Double Major is all about connecting the dots. The presentation series, put on by Carleton University Art Gallery, invites speakers to talk on different points, then asks the audience to make the connections.
At the seventh and latest presentation on March 5, this was almost too easy.
So easy, in fact, that the speakers Catherine Khordoc and Thomas Grondin were animatedly sharing their ideas before the talks had even begun — something that caused gallery director Sandra Dyck to scold them good-naturedly.
“I know,” Khordoc said. “We’re cheating.”
At first glance, the topics seem wildly different: the tower of Babel in literature and The Gatineau Sessions of Performances in Intimacy. But the two speakers, and the audience, were able to quickly bring these subjects together. It was all about human communication.
Reported and produced by Emma Konrad
Khordoc, an associate professor of French at Carleton, talked about her encounters with the mythical tower of Babel in her research, and in modern life.
She drew on examples like folk-rock band Mumford and Sons’ grammy-winning album, Babel, and the 2006 Hollywood movie by the same name. In both, the idea of walls coming down and human beings finding a way of connecting is an important theme.
“It’s a desperate take on the walls that surround us,” Khordoc said. “It’s about our inability to communicate.”
Khordoc went on to speak about the tower’s mythical origins in the Old Testament. She said there was a heavy emphasis on the fact that the city of Babel shared a common speech.
In fact, many representations of the tower focus on this shared speech and the idea that mankind once shared a common language.
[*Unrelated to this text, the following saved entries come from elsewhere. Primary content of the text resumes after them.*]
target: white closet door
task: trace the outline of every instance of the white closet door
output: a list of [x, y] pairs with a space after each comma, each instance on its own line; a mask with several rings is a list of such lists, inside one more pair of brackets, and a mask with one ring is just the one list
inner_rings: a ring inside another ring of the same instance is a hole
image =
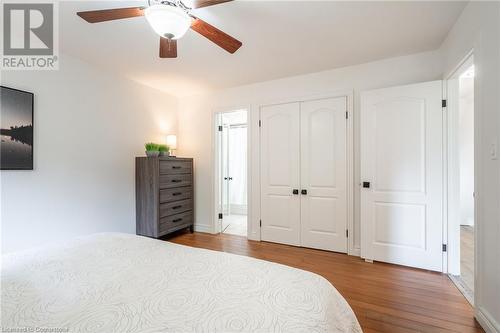
[[261, 108], [261, 238], [300, 245], [298, 103]]
[[361, 255], [442, 271], [441, 81], [361, 95]]
[[301, 103], [301, 243], [347, 252], [345, 97]]

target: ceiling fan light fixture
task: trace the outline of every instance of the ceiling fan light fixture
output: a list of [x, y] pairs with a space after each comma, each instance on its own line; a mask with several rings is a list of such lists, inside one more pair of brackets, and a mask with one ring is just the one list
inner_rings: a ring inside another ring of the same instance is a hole
[[191, 26], [191, 17], [179, 7], [154, 5], [146, 8], [144, 15], [151, 28], [168, 39], [181, 38]]

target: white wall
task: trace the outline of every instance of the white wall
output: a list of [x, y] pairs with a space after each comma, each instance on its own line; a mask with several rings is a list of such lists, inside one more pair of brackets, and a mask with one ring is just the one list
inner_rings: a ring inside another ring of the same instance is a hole
[[460, 224], [474, 225], [474, 78], [460, 78]]
[[443, 43], [445, 75], [474, 49], [476, 315], [500, 332], [500, 3], [471, 1]]
[[[359, 92], [362, 90], [394, 85], [430, 81], [441, 78], [442, 62], [438, 52], [428, 52], [382, 61], [344, 67], [330, 71], [289, 77], [218, 91], [204, 96], [179, 100], [179, 143], [183, 155], [192, 156], [196, 163], [196, 227], [202, 231], [214, 231], [212, 211], [212, 131], [213, 112], [221, 109], [250, 107], [249, 130], [252, 132], [249, 158], [256, 169], [255, 129], [259, 105], [283, 101], [289, 98], [323, 94], [344, 89], [354, 89], [355, 128], [355, 247], [360, 244], [359, 222]], [[257, 136], [258, 137], [258, 136]], [[253, 145], [253, 146], [252, 146]], [[251, 186], [251, 191], [259, 191]], [[251, 198], [250, 198], [251, 200]], [[255, 206], [258, 205], [258, 202]], [[251, 237], [257, 238], [258, 216], [249, 212]]]
[[2, 252], [101, 231], [135, 233], [134, 157], [176, 133], [176, 99], [61, 55], [59, 71], [4, 71], [33, 92], [34, 170], [2, 171]]

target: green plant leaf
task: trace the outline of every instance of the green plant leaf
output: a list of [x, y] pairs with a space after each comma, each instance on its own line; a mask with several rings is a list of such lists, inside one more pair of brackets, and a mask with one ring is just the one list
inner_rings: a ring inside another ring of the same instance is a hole
[[167, 145], [158, 145], [158, 150], [162, 151], [162, 152], [169, 152], [170, 151], [170, 147], [167, 146]]
[[144, 147], [146, 148], [146, 151], [160, 151], [159, 145], [153, 142], [146, 143]]

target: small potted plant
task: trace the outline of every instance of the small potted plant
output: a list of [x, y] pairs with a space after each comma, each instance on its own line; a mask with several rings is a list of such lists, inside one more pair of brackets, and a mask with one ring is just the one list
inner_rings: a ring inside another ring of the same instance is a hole
[[160, 156], [169, 156], [170, 147], [167, 145], [158, 145]]
[[147, 157], [158, 157], [160, 155], [160, 149], [156, 143], [148, 142], [144, 147], [146, 147]]

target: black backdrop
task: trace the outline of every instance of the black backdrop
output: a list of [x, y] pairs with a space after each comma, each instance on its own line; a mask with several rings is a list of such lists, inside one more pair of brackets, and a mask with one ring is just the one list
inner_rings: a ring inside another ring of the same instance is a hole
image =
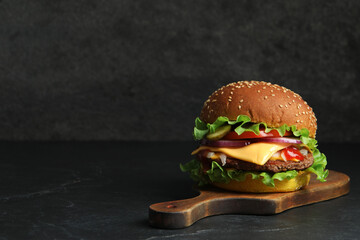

Which, Khordoc said, could help explain our renewed fascination with the Tower, and why it’s popping up in movie titles and album covers. She said Babel is often used to deal with questions of multiculturalism, interculturalism and immigration.
“Questions of identity, culture, and belonging are all present,” she said. “Babel touches on an element so fundamental to society: language.”
And the idea of communication and expression is where the second speaker, Grondin, found his similarity. He spoke about a project he started as an art history masters student at Carleton— Fait Maison— where he invited performance artists into his house to put on their pieces.
“What started as an idea grew into something that has now had over 35 performances,” he said.
Grondin said that Fait Maison was a way for him to unify the diversity of his life. It offered him a system of exchange – a way of communicating. And it brought together the new and the experienced, he said, so they could learn from eachother.
And so it seemed that communication was where Khordoc and Grondin found their common thread.
And it seems communicating doesn’t always entail making sense. Instead, it seems to be about connecting, and about the experiences.
“I wasn’t trying to make sense,” Grondin said. “I was trying to make it alive.”